Editorial pieces and blogs spew their traditional message concerning homelessness in America - One day is not enough, they write! Feeding and helping homeless Americans should be year round. Who can argue with that?

Yet, before the editorial ink is dry, we forget these words of wisdom. Because we are already lining up for America's most famous day of shopping, Black Friday. We queue up in the chill of the night, some of us sleeping in tents like we, ourselves, are homeless. At least for one night. Our hope is to nab that razor thin flat screen television for a few hundred bucks.

Who can remember that helping the homeless should be a year-round effort when after we stuff our stomachs with turkey and mashed potatoes we fight the crowds at the airport to fly home. More than 42 million Americans traveled this holiday season.

In most of our American cities, another group of disenfranchised citizens are sleeping on the streets in tents this holiday season. They started off occupying Wall Street, and are now trying to occupy America. They look like homeless encampments. And during America's day of thanksgiving, churches and compassionate people fed them too.

Feeding the hurting and hungry becomes a natural response to our day of thanks. From the average parent bringing her children to cook a meal at the homeless shelter to Kim Kardashian, and her crew of publicists, serving a Thanksgiving meal to homeless folks in Los Angeles.

When you're thankful for your own blessings, you just want to bless others. Local restaurants, like Pink Taco in Los Angeles, opened their doors to homeless persons. Along with faith groups across the country.

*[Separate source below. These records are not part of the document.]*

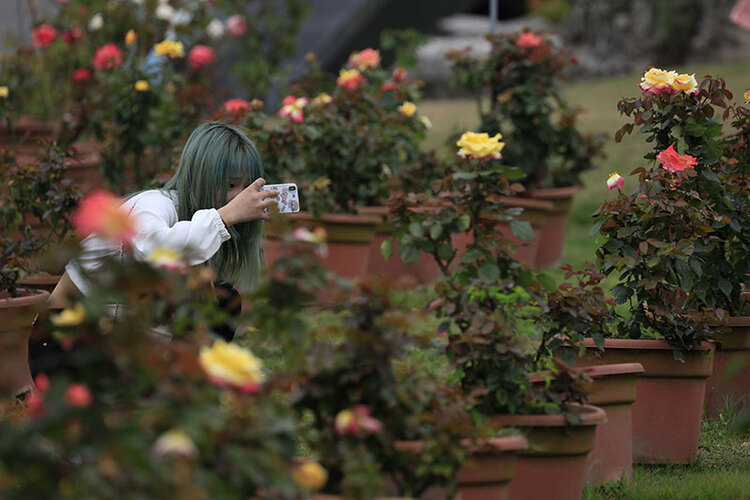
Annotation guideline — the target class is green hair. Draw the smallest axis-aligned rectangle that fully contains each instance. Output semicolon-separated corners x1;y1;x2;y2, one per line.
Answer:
164;122;263;287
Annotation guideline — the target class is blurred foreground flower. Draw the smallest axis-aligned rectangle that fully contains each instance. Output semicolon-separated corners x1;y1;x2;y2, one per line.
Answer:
656;145;698;172
292;460;328;491
152;429;198;458
456;132;505;161
50;302;86;327
72;190;135;244
333;405;383;436
607;172;625;191
199;340;263;393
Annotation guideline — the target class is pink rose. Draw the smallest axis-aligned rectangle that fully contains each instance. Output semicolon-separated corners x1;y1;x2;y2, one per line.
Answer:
226;14;247;36
65;383;91;408
31;24;57;48
187;45;216;69
224;98;250;115
73;190;135;244
92;43;122;70
73;68;91;83
346;49;380;71
656;145;698;172
516;31;542;49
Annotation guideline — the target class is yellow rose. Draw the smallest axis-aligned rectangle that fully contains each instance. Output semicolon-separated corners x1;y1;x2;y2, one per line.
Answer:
154;40;185;59
50;302;86;327
672;73;698;94
456;132;505;159
638;68;678;93
398;101;417;116
292;460;328;491
153;429;198;457
199;340;263;392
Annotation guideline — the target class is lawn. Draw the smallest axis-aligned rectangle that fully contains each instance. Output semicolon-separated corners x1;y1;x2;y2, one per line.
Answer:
420;61;750;499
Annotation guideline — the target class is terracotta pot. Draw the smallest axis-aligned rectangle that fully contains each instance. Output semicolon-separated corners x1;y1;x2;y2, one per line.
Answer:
530;186;581;267
0;289;49;397
584;363;644;485
492;405;607;500
18;273;62;293
266;212;381;278
396;436;529;500
705;316;750;418
578;339;714;464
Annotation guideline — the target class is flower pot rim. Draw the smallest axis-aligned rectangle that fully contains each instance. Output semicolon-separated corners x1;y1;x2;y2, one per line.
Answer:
394;436;529;454
529;185;581;199
573;363;646;378
0;288;49;309
490;404;607;427
584;338;714;352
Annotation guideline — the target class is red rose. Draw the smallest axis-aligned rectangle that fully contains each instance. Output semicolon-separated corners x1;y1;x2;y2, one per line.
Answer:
63;28;83;45
92;43;122;70
73;68;91;83
31;24;57;48
65;384;91;408
188;45;216;69
224;98;250;114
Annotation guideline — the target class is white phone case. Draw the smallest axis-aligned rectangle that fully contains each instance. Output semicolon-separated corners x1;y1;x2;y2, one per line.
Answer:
260;182;299;214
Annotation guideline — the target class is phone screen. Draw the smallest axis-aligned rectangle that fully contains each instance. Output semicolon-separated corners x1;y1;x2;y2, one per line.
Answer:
260;182;299;214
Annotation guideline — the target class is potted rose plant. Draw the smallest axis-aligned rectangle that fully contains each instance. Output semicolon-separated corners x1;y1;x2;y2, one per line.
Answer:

It just feels good. To be home with the family. To eat a banquet of food fit for a Royal Family. To volunteer and help those who are less fortunate.

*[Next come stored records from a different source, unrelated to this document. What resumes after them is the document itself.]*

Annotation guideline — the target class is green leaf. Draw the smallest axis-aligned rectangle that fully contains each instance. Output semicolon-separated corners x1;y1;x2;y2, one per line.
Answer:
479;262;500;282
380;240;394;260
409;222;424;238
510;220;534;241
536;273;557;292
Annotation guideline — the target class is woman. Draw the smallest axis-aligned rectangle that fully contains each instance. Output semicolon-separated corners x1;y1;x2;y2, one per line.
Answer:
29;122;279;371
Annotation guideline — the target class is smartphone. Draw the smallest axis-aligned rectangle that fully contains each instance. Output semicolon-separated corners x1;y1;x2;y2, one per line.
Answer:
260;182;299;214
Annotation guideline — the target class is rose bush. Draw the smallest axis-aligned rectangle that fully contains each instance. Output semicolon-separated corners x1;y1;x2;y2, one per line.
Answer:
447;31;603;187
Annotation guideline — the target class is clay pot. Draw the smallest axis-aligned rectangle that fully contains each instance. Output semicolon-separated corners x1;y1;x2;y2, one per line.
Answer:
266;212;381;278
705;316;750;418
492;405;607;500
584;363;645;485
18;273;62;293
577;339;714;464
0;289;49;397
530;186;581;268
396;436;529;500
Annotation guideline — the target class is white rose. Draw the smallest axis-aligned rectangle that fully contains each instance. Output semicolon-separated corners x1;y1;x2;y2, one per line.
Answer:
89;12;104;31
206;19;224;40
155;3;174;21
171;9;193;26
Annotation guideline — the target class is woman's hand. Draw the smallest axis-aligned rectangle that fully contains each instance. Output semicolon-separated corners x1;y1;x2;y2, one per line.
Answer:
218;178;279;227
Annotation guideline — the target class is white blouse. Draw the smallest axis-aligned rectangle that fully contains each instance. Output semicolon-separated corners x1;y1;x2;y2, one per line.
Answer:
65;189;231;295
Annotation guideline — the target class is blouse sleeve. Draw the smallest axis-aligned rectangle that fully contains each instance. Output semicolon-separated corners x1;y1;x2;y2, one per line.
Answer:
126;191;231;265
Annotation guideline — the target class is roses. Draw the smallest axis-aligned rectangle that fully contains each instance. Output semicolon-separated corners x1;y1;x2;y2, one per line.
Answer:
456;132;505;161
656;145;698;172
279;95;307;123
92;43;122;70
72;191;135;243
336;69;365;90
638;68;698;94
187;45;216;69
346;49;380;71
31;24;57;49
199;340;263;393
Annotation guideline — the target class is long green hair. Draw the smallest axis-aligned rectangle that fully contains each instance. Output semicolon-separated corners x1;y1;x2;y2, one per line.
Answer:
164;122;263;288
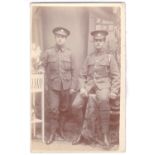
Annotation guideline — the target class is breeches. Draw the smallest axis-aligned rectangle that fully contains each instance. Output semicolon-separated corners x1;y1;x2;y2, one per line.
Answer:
48;89;70;133
72;89;110;140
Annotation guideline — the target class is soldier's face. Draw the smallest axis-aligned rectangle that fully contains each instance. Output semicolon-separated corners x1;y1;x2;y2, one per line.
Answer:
94;38;105;50
55;34;67;46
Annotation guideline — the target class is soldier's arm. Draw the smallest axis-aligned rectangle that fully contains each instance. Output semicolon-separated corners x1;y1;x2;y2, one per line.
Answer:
110;55;120;96
79;57;88;89
40;50;48;69
71;54;78;90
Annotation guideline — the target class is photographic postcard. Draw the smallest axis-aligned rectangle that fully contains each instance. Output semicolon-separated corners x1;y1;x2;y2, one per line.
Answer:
30;3;125;152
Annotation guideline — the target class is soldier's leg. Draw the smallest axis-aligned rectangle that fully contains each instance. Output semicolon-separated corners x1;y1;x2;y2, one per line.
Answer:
96;88;110;145
46;89;60;144
58;90;70;139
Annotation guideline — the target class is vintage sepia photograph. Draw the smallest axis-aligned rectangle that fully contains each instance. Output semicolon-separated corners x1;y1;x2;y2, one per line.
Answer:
30;3;125;152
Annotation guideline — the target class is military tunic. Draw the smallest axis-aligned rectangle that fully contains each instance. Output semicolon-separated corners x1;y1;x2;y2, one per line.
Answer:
41;46;77;136
72;51;120;143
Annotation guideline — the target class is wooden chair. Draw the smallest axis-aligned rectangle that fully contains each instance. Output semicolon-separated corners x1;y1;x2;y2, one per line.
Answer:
31;73;45;143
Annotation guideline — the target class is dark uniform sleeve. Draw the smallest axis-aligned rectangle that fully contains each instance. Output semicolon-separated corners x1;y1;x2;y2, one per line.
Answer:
79;56;88;88
40;50;48;69
110;55;120;95
71;54;78;90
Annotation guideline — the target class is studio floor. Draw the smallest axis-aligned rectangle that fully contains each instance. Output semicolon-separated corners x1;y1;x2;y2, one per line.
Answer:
31;139;118;153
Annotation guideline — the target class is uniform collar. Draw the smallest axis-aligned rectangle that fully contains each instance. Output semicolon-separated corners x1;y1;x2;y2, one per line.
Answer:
55;45;65;52
95;49;105;56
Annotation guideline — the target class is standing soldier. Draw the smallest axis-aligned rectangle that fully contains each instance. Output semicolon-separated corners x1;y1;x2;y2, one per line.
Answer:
41;27;77;144
72;30;120;146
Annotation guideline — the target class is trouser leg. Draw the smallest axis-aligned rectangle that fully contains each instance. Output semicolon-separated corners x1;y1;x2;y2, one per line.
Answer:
58;90;70;138
96;89;110;145
48;90;60;137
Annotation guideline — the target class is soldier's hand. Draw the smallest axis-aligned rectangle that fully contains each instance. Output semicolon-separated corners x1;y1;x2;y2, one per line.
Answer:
110;93;117;100
69;89;76;95
80;88;88;97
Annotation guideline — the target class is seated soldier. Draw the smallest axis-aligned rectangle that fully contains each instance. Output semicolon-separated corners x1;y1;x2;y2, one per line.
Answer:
72;30;120;146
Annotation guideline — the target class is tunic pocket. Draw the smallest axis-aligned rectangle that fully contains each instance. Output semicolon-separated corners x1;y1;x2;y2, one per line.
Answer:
62;57;71;70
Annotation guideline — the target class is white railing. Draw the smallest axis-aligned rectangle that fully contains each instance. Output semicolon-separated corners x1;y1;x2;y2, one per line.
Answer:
31;73;45;142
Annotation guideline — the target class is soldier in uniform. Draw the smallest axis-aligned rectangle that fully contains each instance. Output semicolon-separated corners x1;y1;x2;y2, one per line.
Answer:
41;27;77;144
72;30;120;146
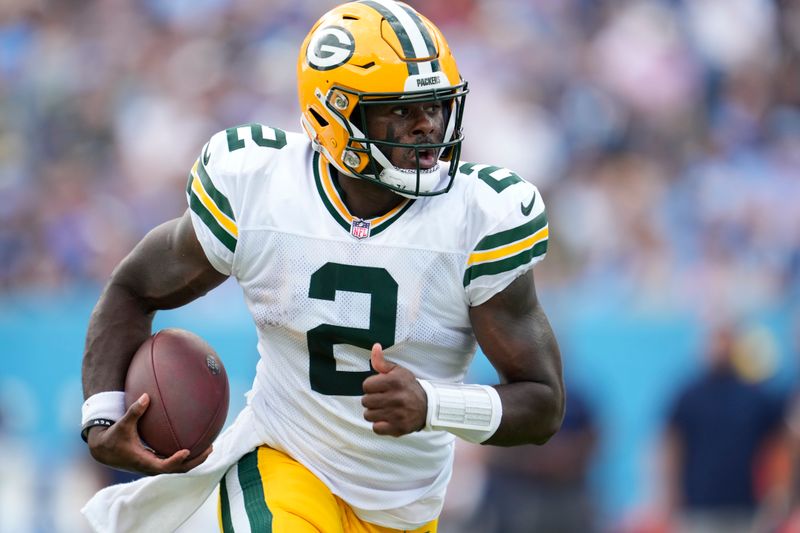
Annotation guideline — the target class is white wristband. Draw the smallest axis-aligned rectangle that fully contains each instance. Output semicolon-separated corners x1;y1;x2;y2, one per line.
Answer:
81;391;125;426
417;379;503;443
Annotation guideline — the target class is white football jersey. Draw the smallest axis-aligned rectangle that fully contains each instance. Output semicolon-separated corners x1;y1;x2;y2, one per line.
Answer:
187;124;548;529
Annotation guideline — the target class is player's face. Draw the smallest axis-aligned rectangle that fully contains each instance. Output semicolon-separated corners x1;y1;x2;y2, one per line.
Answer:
366;102;444;169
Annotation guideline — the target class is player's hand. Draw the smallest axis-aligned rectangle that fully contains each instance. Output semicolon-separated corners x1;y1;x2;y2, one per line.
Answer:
361;343;428;437
88;394;212;475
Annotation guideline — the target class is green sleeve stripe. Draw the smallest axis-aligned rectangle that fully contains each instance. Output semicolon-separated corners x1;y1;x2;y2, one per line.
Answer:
189;191;236;252
238;449;272;533
464;239;547;287
475;211;547;252
186;169;193;196
197;161;236;221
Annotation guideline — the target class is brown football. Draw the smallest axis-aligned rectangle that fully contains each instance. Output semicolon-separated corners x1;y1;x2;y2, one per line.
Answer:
125;328;229;458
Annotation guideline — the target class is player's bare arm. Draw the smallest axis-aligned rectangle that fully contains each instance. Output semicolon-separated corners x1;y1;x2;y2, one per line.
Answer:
82;211;226;474
361;271;564;446
470;270;564;446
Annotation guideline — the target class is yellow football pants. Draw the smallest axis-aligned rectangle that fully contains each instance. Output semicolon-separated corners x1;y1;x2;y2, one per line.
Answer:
218;446;437;533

But when the leftovers are all eaten and the relatives have safely traveled home, when Thanksgiving is over, Americans living on the streets are still struggling with hunger and homelessness.

For those of us on the front lines of helping homeless Americans, Thanksgiving day is celebrated every time we help move a homeless adult or family into their new apartment.

Like Sam, who is a disabled man who lived in a vehicle on the streets of Venice, California for twenty years. This past Thanksgiving week, he moved into his very own apartment, filled with furniture, linens, place settings, and a dining room table for his first Thanksgiving meal in his own home in two decades.

Now that is what I called Thanksgiving year-round.